Wettbewerbsvorteile durch Lerneffekte
Was die Balanced Scorecard in ihrer Eigenschaft als Performance Measurement System und Qualitätsmanagement gemeinsam haben, ist die Betonung der Lernprozesse – der kontinuierlichen Verbesserung. So sind zwei vermeintlich völlig verschiedene Disziplinen von Anfang an miteinander verbunden. Performance Measurement sollte ursprünglich im Rahmen des Qualitätsmanagement ebensolche Qualitätsinitiativen stützen, die neben dem Tagesgeschäft zu absolvieren sind.
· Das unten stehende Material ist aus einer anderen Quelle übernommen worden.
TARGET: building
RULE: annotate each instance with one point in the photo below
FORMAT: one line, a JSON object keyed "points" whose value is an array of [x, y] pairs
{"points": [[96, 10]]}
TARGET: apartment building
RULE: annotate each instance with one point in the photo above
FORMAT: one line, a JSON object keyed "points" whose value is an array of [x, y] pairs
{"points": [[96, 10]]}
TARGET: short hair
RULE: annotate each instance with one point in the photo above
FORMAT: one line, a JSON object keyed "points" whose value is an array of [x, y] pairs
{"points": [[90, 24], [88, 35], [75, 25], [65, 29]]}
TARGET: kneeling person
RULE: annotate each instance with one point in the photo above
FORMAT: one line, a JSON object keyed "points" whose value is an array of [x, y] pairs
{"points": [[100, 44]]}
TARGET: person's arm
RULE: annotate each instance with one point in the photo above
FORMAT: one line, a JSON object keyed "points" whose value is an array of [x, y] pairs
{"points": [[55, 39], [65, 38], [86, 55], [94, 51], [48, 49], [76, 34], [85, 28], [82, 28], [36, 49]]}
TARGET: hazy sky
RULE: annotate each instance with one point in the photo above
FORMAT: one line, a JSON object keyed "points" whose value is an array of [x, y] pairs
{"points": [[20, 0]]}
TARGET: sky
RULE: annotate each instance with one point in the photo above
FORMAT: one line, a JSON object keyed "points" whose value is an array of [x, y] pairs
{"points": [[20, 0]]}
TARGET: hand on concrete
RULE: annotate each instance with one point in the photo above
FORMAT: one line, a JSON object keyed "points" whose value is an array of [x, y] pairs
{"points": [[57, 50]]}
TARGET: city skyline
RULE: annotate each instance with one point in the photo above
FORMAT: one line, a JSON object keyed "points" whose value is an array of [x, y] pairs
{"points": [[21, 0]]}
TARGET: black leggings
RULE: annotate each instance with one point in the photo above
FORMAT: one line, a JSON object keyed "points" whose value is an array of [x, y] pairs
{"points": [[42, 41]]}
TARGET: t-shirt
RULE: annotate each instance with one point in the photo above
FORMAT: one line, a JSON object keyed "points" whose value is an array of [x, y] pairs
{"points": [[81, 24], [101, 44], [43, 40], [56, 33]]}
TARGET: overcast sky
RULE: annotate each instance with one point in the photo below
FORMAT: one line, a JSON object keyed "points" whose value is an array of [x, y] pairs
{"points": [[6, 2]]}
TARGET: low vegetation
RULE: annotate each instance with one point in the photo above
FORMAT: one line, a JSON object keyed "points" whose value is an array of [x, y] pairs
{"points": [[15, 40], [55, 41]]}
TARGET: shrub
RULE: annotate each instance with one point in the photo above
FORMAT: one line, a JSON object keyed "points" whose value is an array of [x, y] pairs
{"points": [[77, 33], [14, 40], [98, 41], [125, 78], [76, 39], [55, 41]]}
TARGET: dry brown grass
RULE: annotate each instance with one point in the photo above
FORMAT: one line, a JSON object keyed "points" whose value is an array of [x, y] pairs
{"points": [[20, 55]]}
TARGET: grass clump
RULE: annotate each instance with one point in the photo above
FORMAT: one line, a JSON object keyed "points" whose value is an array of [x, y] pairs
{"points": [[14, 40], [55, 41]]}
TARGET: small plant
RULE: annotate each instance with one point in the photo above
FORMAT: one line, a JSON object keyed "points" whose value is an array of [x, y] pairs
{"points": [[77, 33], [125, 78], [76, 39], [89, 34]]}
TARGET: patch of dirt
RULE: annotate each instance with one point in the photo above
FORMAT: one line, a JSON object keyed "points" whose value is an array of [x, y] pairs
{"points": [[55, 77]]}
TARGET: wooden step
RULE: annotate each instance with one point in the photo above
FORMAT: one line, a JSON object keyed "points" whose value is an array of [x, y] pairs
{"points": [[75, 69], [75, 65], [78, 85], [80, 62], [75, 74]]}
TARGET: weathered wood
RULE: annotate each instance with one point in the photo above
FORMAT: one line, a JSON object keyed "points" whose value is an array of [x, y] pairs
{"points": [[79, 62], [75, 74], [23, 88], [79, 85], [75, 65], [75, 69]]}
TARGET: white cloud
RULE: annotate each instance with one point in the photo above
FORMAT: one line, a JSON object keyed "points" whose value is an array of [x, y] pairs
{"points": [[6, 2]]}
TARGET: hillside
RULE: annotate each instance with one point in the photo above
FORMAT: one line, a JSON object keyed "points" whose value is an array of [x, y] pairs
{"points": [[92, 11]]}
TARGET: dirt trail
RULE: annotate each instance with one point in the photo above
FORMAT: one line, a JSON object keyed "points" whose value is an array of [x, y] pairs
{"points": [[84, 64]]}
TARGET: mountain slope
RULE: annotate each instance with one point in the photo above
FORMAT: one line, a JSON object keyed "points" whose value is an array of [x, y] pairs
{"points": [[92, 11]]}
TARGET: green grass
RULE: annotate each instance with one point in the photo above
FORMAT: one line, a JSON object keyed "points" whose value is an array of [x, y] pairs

Durch ihren engen Strategiebezug wurden Performance Measurement Systeme dann so umfangreich, dass sie eine Organisation und ihre Erfolgsfaktoren auf einen Blick zusammenfassen. Der Qualitätsbegriff i.e.S. ist aus dieser Perspektive nur ein Teil des Ganzen.
Qualitätsmanagement wird weitestgehend assoziiert mit den ISO-Normen. Diese haben es sich zur Aufgabe gemacht, Qualitätsmanagement in den Organisationen weltweit zu standardisieren. Mit Performance Measurement i.S.v. Strategieanbindung und Verbesserungsprozesse initiieren hat das nur wenig zu tun. Ein ISO-Zertifikat wird aber nach wie vor von vielen Kunden gefordert, und die Unternehmen sehen sich daher gezwungen, die Auditierung durchzuführen.
ISO und Balanced Scorecard mit EFQM kombinieren
Eine Alternative bietet hier z.B. das Business Excellence Modell der European Foundation for Quality Management (EFQM). Es kann mit der Balanced Scorecard und/oder ISO kombiniert werden. Ein Unternehmen muss demzufolge seine Vorgehensweisen auf der sogenannten Befähigerseite wie Führung, Strategie, Mitarbeiter/-innen, Partnerschaften & Ressourcen sowie Prozesse, Produkte & Dienstleistungen fundiert und integriert einsetzen sowie die aus ihnen resultierende Ergebnisseite (Mitarbeiter-, Kunden-, gesellschaftsbezogene und Schlüsselergebnisse i.S.v. Finanz- und Prozessergebnisse) bewusst steuern und verbessern. Dies gelingt durch Selbstbewertung und Vergleich mit den Besten (Benchmarking). Indem es Ergebnisse nach Messgrößen und Indikatoren unterscheidet, unterstützt EFQM auch den Aufbau eines systematischen und ausgeglichenen Kennzahlensystems (siehe auch den Beitrag von André Moll: „Der Excellence Ansatz der EFQM“, S. 40 - 42).
Letztlich hat jedes Unternehmen individuell zu entscheiden, welche Modelle, Systeme und Kennzahlen es einsetzt und welchem Trend es damit folgt. Ihm ist dabei aber zu empfehlen, sich die ursprüngliche Herkunft des Performance Measurement als Verbesserungsinstrument vor Augen zu halten und auch zu wissen, dass die sogenannte Performance Revolution längst nicht abgeschlossen ist. Softwarehäuser wie SAP, Oracle u.v.m. haben die Thematik längst aufgegriffen und entwickeln Anwendungen zur IT-gestützten Performanceberichterstattung. Ein weiteres aktuelles Thema der Performance Measurement-Theorie ist z.B., wie durch die Berechnung von Humankapital (Intellectual Capital) der Unternehmenswert besser zu bestimmen ist. Im Dienstleistungsbereich klafft immer noch eine große Wissenslücke zur Messbarkeit von Produktivität, die zu füllen ist. Und es herrscht Uneinigkeit über die Bewertung von unternehmerischer Innovationskraft.
Die Entwicklung auf dem Wege zu einer umfassenden Unternehmenssteuerung geht also weiter.